Most home insurance policies include two coverages:
- The actual cash value of your home and property
- The cost of rebuilding your home’s physical structure.
It’s important to review the reconstruction costs annually because otherwise, one of two things can happen:
- You could underestimate the value of your home, leading to more money coming out of your pocket during a reconstruction (not being paid by insurance)
- You can also overestimate the value of your home, leading to you spending more money on your home insurance for cover you don’t need.
Making sure your reconstruction cost estimate and your dwelling coverage amount are the same is a crucial part of paying the right amount for your home insurance.
What’s the Difference Between Actual Cash Value and Replacement Cost?
The main difference between the actual cash value and the replacement cost is the actual cash value includes the property value along with the home, whereas the replacement cost only focuses on the physical building.
Actual Cash Value Explained
The actual cash value of your home is what your home is worth at its current appraised value.
Replacement Cost Explained
The replacement cost of your home is the amount of money it would take to rebuild your home.

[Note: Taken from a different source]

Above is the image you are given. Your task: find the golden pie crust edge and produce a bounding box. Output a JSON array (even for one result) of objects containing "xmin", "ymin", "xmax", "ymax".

This price includes building your home to be exactly the way it was before a natural disaster or a fire destroyed it.
Why does homeowner’s insurance increase every year?

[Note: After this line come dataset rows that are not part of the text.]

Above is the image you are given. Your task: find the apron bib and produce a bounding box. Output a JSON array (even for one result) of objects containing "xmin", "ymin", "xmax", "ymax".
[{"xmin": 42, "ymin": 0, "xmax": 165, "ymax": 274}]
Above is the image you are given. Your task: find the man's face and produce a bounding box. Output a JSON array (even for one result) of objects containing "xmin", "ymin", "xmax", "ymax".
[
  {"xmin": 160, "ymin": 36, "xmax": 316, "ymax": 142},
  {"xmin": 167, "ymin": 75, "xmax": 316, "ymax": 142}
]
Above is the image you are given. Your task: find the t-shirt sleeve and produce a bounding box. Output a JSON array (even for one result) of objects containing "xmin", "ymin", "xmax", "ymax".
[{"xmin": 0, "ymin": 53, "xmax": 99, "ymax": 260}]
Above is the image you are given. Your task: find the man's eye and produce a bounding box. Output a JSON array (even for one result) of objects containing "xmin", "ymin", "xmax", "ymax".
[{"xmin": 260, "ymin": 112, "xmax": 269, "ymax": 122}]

Reconstruction costs are rising for a variety of reasons:
- Construction employees are demanding more pay
- The cost of building materials is increasing.
- Finally, tariff and trade wars have also increased the price of lumber, making the whole process more expensive.

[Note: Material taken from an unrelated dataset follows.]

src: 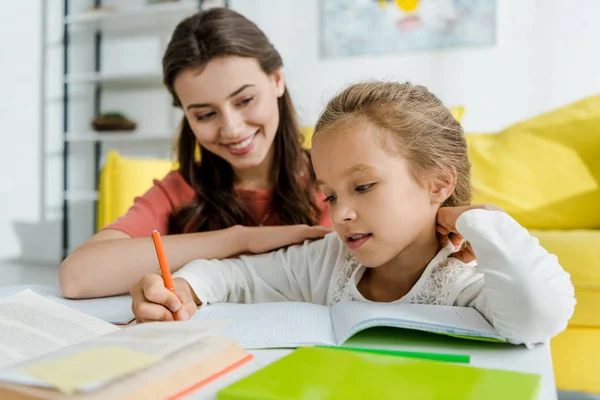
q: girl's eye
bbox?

Because reconstruction costs are increasing, so are homeowner’s insurance costs. The expenses are trickling all the way down to homeowners.
What are 4 things that affect the cost of home insurance?
There are many factors that go into the cost of home insurance. Here are four to name a few:
- The more vintage your house is, the more expensive it will be to fix for your insurance. Building materials from the past might be harder to find than newer materials. Home insurance policies also typically view older homes as higher risk, because of issues including outdated plumbing or electrical systems.
- If you live in a state that has a good history of natural disasters, then your cost of home insurance will be higher than it would be for the same sized house in a different state with much less chance of natural disasters.
- If your home has multiple safety features, such as automatically calling emergency services when an alarm goes off, your home insurance policy could offer a discount for having these services.
- The more money your home costs to rebuild the higher your home insurance cost will be.
What is a reconstruction cost estimate?
The value of your home to be completely rebuilt from scratch is your reconstruction cost estimate (RCE). Your insurance company takes a look at multiple factors before determining the RCE for your home, for example:
- Square footage
- Year built
- Building materials
- Labor costs
- Number of stories
Your reconstruction cost estimate includes the value of only your physical home, not the property itself, or surrounding structures, such as sheds.
What are 3 ways to lower your home insurance premium?
Here are three ways to lower your home insurance premium:
- Add more safety features to your home
- Bundle your home and auto insurance
- Build your credit score
Is rebuild cost more than market value?
No. The rebuild cost is less than market value because it doesn’t include the land the house is built on. The rebuild cost focuses only on the physical structure of the home, as well as extensions such as a deck or garage. The market value of a home focuses on the physical structure of the home, as well as surrounding features, such as sheds, pool cabins, and the property itself.
Finding the right homeowner’s insurance can save you from financial ruin if your home is destroyed. One key way to make sure you have the coverage you need, while not paying too much for it, is to compare insurance companies and the packages they offer.